First post, by kanecvr
- Rank
- Oldbie
Hi guys. So after picking up some FPM ram yesterday I decided to finalize my 586 configuration by settling on a video card - so I began benchmarking the PCI and VLB video cards I have. I put the results down on paper, then I tough it might be useful for other users if I were to post them.
The 486 system I tested on has the following configuration:
- Cyrix 5x86-100GP @ 120MHz (3x30MHz) with register enhancements enabled
- FIC 486-VIP-IO 256KB cache, VIA chipset
- 2x16MB FPM ram
- MS-DOS 7.1 (win95)
So here are the benchmark results for the 486 platform:
And the cards I tested:
The results are interesting. The S3 Trio64 and Virge cards are faster in Quake and PC Player 3D Benchmark, while the VLB Cirrus Logic cards are quite a bit faster in DOOM and 3D Bench. This might be to the poor PCI implementation on the VIA chipset, or the architectural difference between older VLB cards and newer PCI cards. A pentium platform benchmark will tell us more.
I tried benchmarking my millennium, but it freezes both systems at POST so I think I killed it somehow 🙁 I would have loved to have it in the charts since it's such a popular card.

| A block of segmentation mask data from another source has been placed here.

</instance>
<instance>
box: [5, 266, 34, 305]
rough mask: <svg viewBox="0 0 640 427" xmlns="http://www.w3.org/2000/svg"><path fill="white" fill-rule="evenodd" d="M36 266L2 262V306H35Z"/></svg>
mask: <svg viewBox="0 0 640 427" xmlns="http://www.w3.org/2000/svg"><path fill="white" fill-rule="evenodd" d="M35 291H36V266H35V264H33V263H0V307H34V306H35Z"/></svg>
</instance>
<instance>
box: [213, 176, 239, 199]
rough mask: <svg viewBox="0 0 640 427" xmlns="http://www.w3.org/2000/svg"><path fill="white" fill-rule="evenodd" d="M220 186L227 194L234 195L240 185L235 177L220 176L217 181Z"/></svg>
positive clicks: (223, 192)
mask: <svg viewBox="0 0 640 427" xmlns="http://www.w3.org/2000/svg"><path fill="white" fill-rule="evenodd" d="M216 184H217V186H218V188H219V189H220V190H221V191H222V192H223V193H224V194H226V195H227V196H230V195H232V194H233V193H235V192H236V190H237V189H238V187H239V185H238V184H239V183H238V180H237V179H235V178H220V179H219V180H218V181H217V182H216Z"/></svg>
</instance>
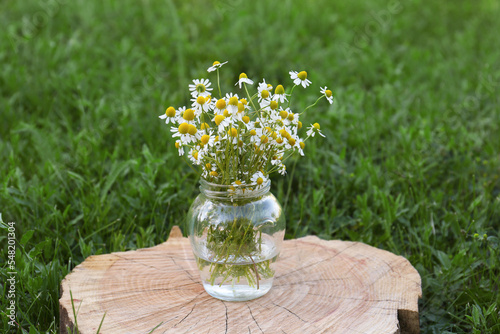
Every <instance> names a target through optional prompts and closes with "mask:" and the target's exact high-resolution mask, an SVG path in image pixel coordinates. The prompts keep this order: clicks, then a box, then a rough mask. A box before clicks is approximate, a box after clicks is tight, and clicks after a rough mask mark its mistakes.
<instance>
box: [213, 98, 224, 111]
mask: <svg viewBox="0 0 500 334" xmlns="http://www.w3.org/2000/svg"><path fill="white" fill-rule="evenodd" d="M215 107H216V108H217V109H220V110H222V109H224V108H225V107H226V101H224V100H223V99H220V100H218V101H217V102H216V103H215Z"/></svg>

Swapping in a 160MHz 586 from AMD (4x40MHz) yields interesting results:
I'll also test the AMD 486 with a VLB video card tomorrow and compare again.
Now for the Pentium platform tests! I used a 133MHz non-MMX pentium on the Intel 440bx chipset, on DOS 6.22. Results are similar to the 486 platform albeit 2-3x higher:
What surprised me is that there is almost no performance difference between the S3 Trio and the S3 Virge. The virge is slighly faster due to the clock speed difference and larger memory (benched with 2MB). It only really takes off in VESA modes, where it sores a solid 1.6 FPS difference (PCPBench VESA 640x480). The gap widens even more as resolutions increase. Testing VESA 102 mode, the trio64 with 2MB installed scores 9.4 FPS, while the Virge with 2MB scored 11.9.
The logical conclusion is that the Virge is rather wasted on DOS gaming systems, unless you plan to play newer games at higher resolutions. But then you could go for the slightly faster Matrox Millennium if you're ok with the latter's compatibility issues regarding older DOS games (and of course it's price).
The Alliance card makes a good effort - solid performance on Quake and PCPBench, but poor performance in Doom. The Cirrus PCI performs as expected of a common budget card. Good enough for a 486 and early Pentium.